On telling the story of climate change:

Losin: We really wanted to make Snows of the Nile more experiential than just beating people over the head with the same messages over and over again. So we framed it in terms of us going on a quest to recapture the images from the 1906 expedition, and the conflicts we have fighting against the weather and fighting against the clock, because we didn’t have a lot of time in the mountains to get what we came for. I also think it’s important to see climate change not just in terms of shrinking glaciers, but also in terms of what that’s going to do to human inhabitants. I think the people from the Bakonjo tribe who helped with our trip were such a great embodiment of the human impacts of climate change in the Rwenzori Mountains. To see the surprise in their eyes when we showed them the prints from 1906 — they knew stories of what it used to be like from their great-grandparents, but most of them had never seen images of it before.

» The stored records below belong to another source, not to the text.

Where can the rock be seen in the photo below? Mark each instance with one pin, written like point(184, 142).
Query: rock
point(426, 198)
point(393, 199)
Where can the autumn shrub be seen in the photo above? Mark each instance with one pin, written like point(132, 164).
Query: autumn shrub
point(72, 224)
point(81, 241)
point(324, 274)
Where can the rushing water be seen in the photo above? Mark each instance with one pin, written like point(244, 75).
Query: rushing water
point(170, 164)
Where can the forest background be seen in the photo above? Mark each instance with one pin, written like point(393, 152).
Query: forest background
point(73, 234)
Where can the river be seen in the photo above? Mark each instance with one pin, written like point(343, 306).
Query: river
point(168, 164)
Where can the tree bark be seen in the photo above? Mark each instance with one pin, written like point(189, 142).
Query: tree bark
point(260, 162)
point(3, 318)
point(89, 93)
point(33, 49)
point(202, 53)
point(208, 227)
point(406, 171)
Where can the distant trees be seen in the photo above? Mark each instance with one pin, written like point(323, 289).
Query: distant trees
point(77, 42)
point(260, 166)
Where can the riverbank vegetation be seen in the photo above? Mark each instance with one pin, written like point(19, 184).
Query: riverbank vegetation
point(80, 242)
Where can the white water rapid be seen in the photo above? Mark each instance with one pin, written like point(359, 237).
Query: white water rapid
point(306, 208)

On green guilty pleasures:

Dappen: Both Neil and I are really big into equipment. When the new camera gear comes out, we’re always excited about buying it, you know?

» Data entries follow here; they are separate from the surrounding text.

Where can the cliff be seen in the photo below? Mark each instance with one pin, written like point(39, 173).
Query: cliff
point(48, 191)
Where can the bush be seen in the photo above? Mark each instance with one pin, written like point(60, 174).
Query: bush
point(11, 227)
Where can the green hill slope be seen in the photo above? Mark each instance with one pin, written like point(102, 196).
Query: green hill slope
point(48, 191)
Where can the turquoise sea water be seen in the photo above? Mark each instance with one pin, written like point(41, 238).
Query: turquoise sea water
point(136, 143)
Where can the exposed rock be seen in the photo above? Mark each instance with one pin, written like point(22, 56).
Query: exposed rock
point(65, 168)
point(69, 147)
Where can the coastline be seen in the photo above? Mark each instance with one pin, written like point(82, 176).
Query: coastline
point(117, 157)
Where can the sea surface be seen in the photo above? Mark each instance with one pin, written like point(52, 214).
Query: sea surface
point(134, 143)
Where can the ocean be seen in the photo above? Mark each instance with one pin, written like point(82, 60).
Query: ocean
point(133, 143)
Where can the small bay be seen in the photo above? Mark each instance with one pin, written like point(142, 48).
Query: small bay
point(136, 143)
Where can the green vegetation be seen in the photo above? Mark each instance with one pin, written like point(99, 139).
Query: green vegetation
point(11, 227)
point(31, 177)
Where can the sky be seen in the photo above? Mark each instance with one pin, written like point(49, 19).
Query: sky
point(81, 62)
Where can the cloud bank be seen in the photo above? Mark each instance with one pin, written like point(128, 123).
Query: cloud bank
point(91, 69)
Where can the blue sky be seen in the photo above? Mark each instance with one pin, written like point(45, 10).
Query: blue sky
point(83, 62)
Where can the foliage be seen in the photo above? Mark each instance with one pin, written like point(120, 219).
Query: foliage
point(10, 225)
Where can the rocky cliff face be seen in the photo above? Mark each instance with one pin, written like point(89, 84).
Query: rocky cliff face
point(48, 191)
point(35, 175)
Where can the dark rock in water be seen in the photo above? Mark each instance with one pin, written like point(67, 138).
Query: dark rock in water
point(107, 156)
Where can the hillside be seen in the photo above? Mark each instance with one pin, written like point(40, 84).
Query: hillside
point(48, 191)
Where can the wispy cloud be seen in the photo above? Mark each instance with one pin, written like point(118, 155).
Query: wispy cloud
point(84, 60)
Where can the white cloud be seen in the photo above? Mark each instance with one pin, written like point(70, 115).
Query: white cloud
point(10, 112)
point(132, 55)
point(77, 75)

And, finally, on dealing with green guilt:

Dappen: I try to set certain guidelines of how to live and what to buy, but for me it’s not the end of the world. I think everybody just has to change in small ways.

Losin: There comes a point where it can be your entire life trying to have a lower impact. And I think it’s because there isn’t necessarily an infrastructure to make life easier for people to consume in a way that doesn’t release enormous amounts of CO2. And that’s why I don’t think it should be on every individual’s shoulders — there are things that every individual can do and should do, because it really doesn’t place any undue burden on you, but the most important things might be if we can advocate politically, because then we can make it easier for everyone to live greener. Once we have a certain kind of infrastructure in place, then it doesn’t have to take your entire day to go out of the way and do these things. They become a lot more natural.